I Do Not Know How To Fulfill My Enormous Potential

I Do Not Know How to Fulfill My Enormous Potential.

Two titles for Unwritten Books:

"How to Fulfill Your Enormous Potential."
Or,

"I Don’t Let Go, the Sequel to the Only Self-Help Book You Ever Needed."
Erica J. Schmidt Does Not Let Go. I do not.

All the books are about the Two Stubborn Parts.
One Stubborn Part says, “You will fail all the life report cards.” The check marks will fall on the most mediocre boxes. She did not fulfill, and she was not fulfilled.

Stubborn Part Two says, “Please let me be Okay As Is. I want this desperately. Long for it. Okay As Is, OAI equals Enough.”
You don’t need to be Coherent. You don’t need to Manifest Aspirations. We’re just happy you’re still alive.

Did I love the Married Man as soon as I met him? No.
Am I ovulating? Yes.

Sometimes there is no space around how you are feeling. I tend to melt down every Monday and Friday. Mostly I’m just about done before noon.
The Astrologist who doesn’t want to be my Cuddle Friend suggests that I rename my meltdowns.

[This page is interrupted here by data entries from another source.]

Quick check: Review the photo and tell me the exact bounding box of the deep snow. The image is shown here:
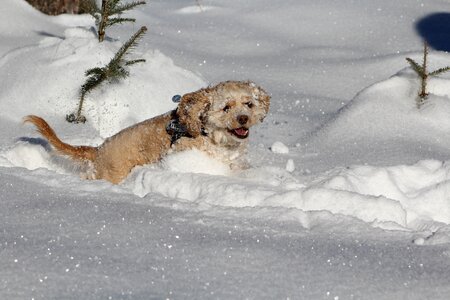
[0,0,450,299]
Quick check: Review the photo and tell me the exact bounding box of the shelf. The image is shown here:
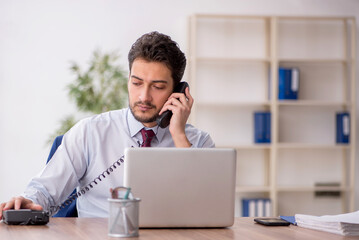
[277,143,350,150]
[216,143,271,150]
[196,101,270,108]
[187,14,357,215]
[277,186,350,192]
[236,186,270,193]
[277,100,350,107]
[195,57,270,63]
[278,58,348,64]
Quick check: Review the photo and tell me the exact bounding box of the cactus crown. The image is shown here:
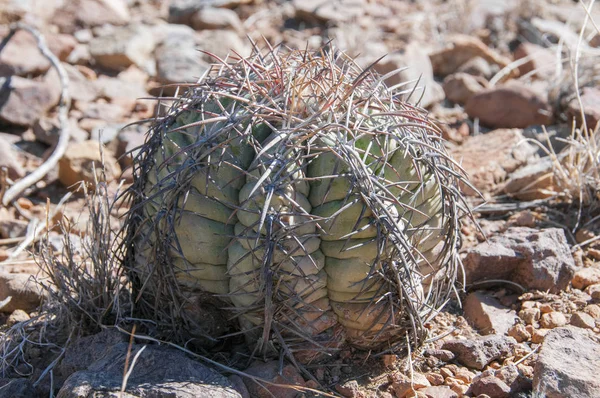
[125,47,468,360]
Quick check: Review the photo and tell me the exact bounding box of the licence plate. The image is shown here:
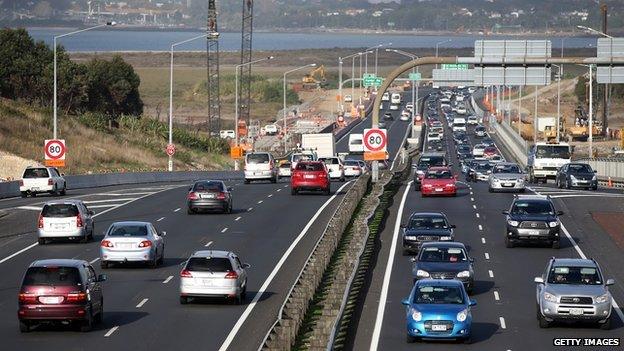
[39,296,63,305]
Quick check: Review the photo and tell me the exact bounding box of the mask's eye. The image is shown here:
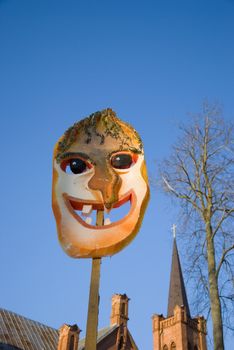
[61,158,90,174]
[111,153,136,169]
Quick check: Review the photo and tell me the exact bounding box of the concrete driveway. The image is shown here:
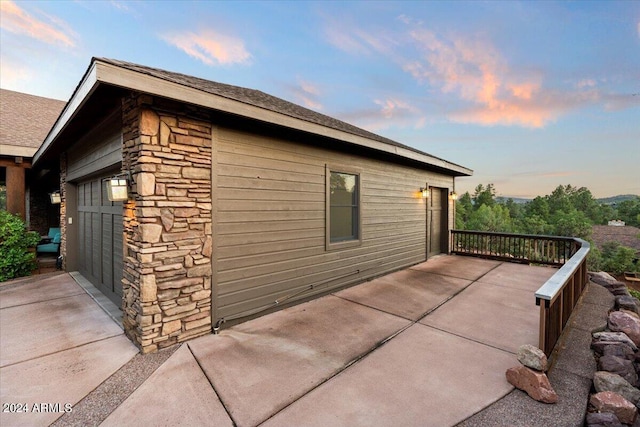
[0,256,556,426]
[0,273,138,426]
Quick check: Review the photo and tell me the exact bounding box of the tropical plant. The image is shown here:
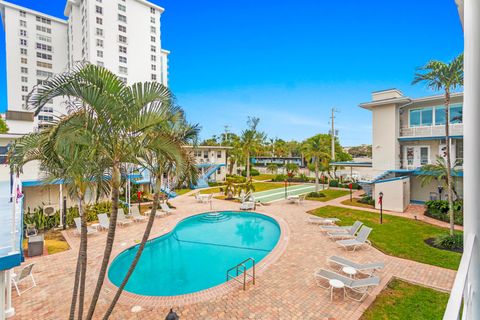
[412,53,463,236]
[240,117,265,180]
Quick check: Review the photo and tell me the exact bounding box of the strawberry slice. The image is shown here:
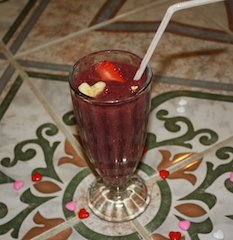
[95,61,126,83]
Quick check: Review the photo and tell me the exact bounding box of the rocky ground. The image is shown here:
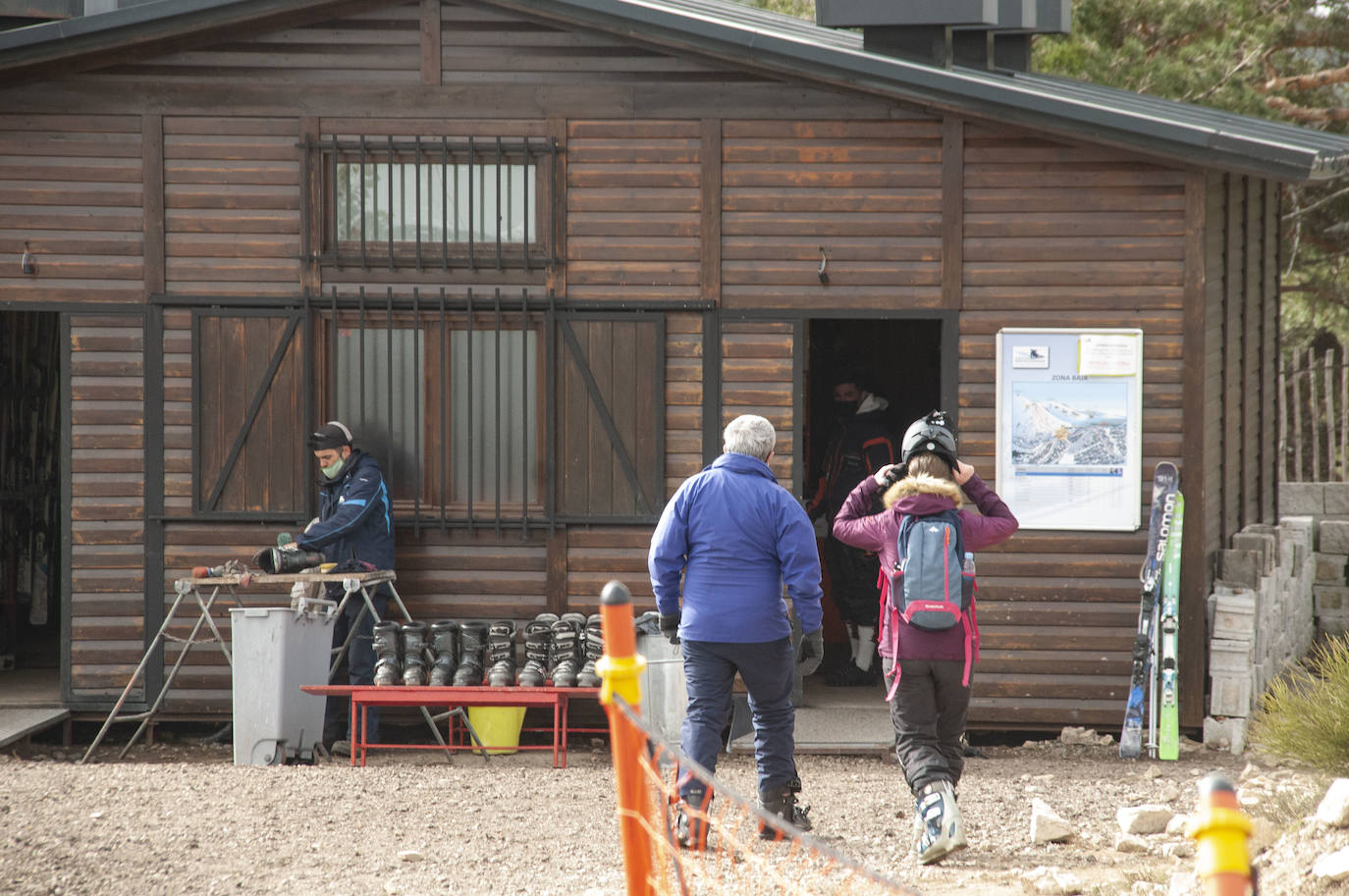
[0,730,1349,896]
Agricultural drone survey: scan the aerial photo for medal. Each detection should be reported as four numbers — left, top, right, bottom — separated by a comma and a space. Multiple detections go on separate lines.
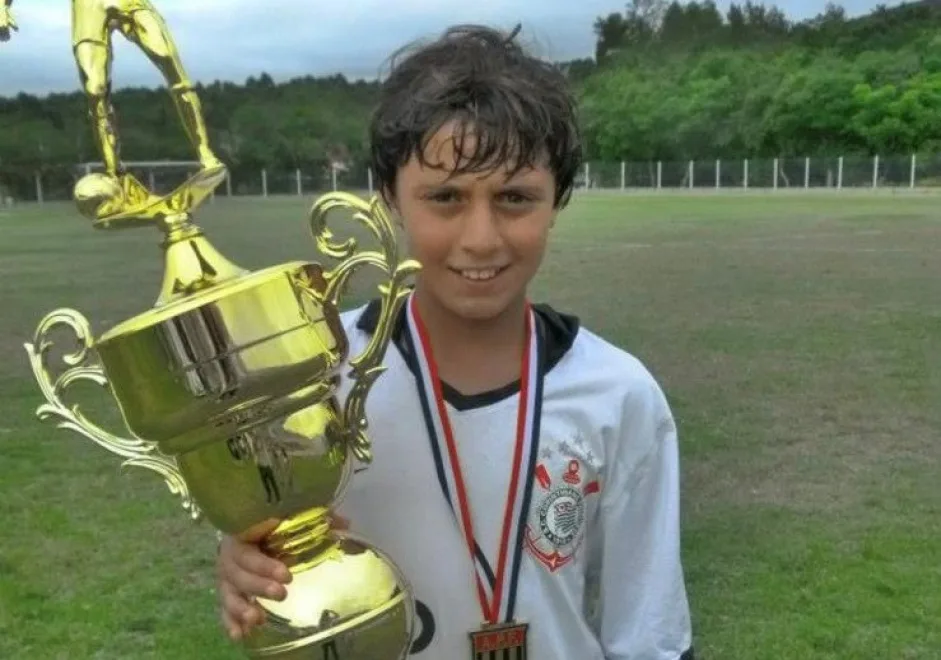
407, 295, 544, 660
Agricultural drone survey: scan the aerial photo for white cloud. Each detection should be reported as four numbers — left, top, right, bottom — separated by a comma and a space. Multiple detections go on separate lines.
0, 0, 904, 96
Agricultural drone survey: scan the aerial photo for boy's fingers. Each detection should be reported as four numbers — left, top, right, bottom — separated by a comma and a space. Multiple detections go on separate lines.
229, 546, 291, 597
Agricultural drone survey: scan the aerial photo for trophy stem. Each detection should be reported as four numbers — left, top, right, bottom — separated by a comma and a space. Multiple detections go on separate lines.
263, 507, 337, 570
156, 213, 247, 307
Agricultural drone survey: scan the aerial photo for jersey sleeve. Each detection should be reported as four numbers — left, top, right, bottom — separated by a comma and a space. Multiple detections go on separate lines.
596, 374, 693, 660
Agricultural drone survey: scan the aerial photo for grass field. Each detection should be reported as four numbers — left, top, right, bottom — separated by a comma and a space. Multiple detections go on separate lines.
0, 193, 941, 660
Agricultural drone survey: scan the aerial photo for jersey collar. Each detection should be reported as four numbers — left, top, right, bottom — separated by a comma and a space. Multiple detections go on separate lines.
356, 299, 580, 410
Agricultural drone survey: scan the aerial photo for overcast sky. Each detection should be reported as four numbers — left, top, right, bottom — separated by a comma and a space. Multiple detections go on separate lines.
0, 0, 898, 96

Name your Wounds. Rename your Meltdowns. Meltdown equals A Rebirth.
So you’re reborn every Monday and Friday? And why not.

Is Irving Layton dead yet? What will Obama do now?
Oh Irving. Oh Leonard. Oh Margaret and Obama.
Oh and oh and oh.

And oh.
I am not focussing on the breath behind my navel. I am holding the Sharpie. They run out so quickly.

Vincent is my therapist and he had never heard the English phrase, Navel Gazing. All this time did he think it was Belly Button Gazing?
Sharpie outlines Sex and Self-Esteem/Navel Chakras
How old is Vincent and what does he do on Saturdays?
 
Privacy. Pathology.

The clotheslines are on Sabbatical. I think I will lie down and stare at them. Are they in the grey skies, or below?
 
Pre-Sabbatical Clotheslines
Most people don’t get to fulfill their innermost potential.
They feel hungry and tired and lonely and horny and poor.
They feel these things, or they are these things.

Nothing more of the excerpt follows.